To solve the problem, we need to analyze the projectile motion with the given conditions. Let's break it down step by step. ### Step 1: Understanding the Original Conditions The projectile has an initial horizontal range \( R \) and a maximum height \( H \). The horizontal motion is typically characterized by zero horizontal acceleration, while the vertical motion is influenced by gravitational acceleration \( g \). ### Step 2: Analyzing the New Conditions Now, we introduce a constant horizontal acceleration \( a = \frac{g}{4} \) due to wind.

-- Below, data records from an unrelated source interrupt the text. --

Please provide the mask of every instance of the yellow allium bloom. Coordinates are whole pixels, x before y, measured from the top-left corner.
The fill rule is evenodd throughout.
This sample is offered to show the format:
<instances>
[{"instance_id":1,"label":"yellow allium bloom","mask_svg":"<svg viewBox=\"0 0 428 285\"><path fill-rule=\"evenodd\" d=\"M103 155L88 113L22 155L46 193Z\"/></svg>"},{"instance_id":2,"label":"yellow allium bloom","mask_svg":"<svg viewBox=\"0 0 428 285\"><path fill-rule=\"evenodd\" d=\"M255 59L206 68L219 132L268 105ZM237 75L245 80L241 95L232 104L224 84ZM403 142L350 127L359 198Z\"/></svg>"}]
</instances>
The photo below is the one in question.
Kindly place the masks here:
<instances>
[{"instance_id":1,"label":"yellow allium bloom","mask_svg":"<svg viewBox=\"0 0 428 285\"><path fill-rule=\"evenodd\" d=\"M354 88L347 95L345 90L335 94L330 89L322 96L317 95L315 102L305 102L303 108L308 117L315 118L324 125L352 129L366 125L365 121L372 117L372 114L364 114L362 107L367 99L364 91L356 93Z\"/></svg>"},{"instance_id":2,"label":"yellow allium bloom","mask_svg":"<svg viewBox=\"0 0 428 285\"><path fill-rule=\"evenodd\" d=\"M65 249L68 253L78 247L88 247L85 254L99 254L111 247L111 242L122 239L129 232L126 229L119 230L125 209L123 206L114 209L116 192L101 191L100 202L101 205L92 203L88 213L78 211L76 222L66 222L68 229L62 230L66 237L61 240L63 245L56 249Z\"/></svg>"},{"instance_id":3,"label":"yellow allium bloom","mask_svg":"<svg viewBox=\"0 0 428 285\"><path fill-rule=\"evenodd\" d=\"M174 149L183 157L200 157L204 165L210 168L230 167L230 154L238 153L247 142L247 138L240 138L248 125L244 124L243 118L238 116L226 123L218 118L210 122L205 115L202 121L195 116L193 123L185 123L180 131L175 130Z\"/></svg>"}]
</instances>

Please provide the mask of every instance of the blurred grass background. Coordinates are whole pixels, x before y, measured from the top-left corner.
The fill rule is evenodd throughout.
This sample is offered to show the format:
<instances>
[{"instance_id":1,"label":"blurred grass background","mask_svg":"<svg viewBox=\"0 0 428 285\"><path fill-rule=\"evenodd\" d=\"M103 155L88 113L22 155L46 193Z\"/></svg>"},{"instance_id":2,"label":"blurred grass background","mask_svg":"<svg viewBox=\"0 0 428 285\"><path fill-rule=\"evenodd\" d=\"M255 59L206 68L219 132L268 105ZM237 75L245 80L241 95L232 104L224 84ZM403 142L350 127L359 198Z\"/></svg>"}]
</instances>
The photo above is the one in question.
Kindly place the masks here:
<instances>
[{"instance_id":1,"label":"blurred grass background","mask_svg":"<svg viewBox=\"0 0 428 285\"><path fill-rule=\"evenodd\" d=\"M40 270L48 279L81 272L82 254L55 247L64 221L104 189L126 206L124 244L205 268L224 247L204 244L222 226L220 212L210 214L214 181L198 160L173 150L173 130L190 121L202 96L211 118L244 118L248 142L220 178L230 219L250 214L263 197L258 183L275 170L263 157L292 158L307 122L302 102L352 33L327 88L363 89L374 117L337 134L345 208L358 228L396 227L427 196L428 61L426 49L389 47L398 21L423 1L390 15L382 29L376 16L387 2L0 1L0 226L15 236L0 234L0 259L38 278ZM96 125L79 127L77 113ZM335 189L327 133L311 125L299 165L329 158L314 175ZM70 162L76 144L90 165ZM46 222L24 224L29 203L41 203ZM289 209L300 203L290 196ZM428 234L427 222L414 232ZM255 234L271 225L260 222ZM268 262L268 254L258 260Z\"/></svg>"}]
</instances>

This changes the dynamics of the horizontal motion but does not affect the vertical motion. ### Step 3: Time of Flight The time of flight \( T \) for a projectile is given by: \[ T = \frac{2u \sin \theta}{g} \] where \( u \) is the initial velocity and \( \theta \) is the angle of projection. This time remains unchanged because the vertical motion is still influenced only by gravity. ### Step 4: Maximum Height The maximum height \( H \) is given by: \[ H = \frac{(u \sin \theta)^2}{2g} \] Since the vertical motion is unaffected by the horizontal acceleration, the maximum height remains \( H \). ### Step 5: New Horizontal Range The new horizontal range \( R' \) can be calculated using the equations of motion. The formula for horizontal displacement with constant acceleration is: \[ R' = u_x T + \frac{1}{2} a T^2 \] where \( u_x = u \cos \theta \) is the horizontal component of the initial velocity. Substituting the values: \[ R' = (u \cos \theta) T + \frac{1}{2} \left(\frac{g}{4}\right) T^2 \] Now, substituting \( T = \frac{2u \sin \theta}{g} \): \[ R' = (u \cos \theta) \left(\frac{2u \sin \theta}{g}\right) + \frac{1}{2} \left(\frac{g}{4}\right) \left(\frac{2u \sin \theta}{g}\right)^2 \] ### Step 6: Simplifying the New Range 1. The first term becomes: \[ R' = \frac{2u^2 \sin \theta \cos \theta}{g} \] This is equal to the original range \( R \). 2. The second term simplifies to: \[ \frac{1}{2} \cdot \frac{g}{4} \cdot \frac{4u^2 \sin^2 \theta}{g^2} = \frac{u^2 \sin^2 \theta}{g} \] This term is equal to \( H \) since: \[ H = \frac{(u \sin \theta)^2}{2g} \] ### Step 7: Final Expression for New Range Thus, the new range \( R' \) can be expressed as: \[ R' = R + H \] ### Summary of Results - The new horizontal range is \( R' = R + H \). - The maximum height remains \( H \). ### Final Answer - The new horizontal range is \( R + H \). - The maximum height remains \( H \).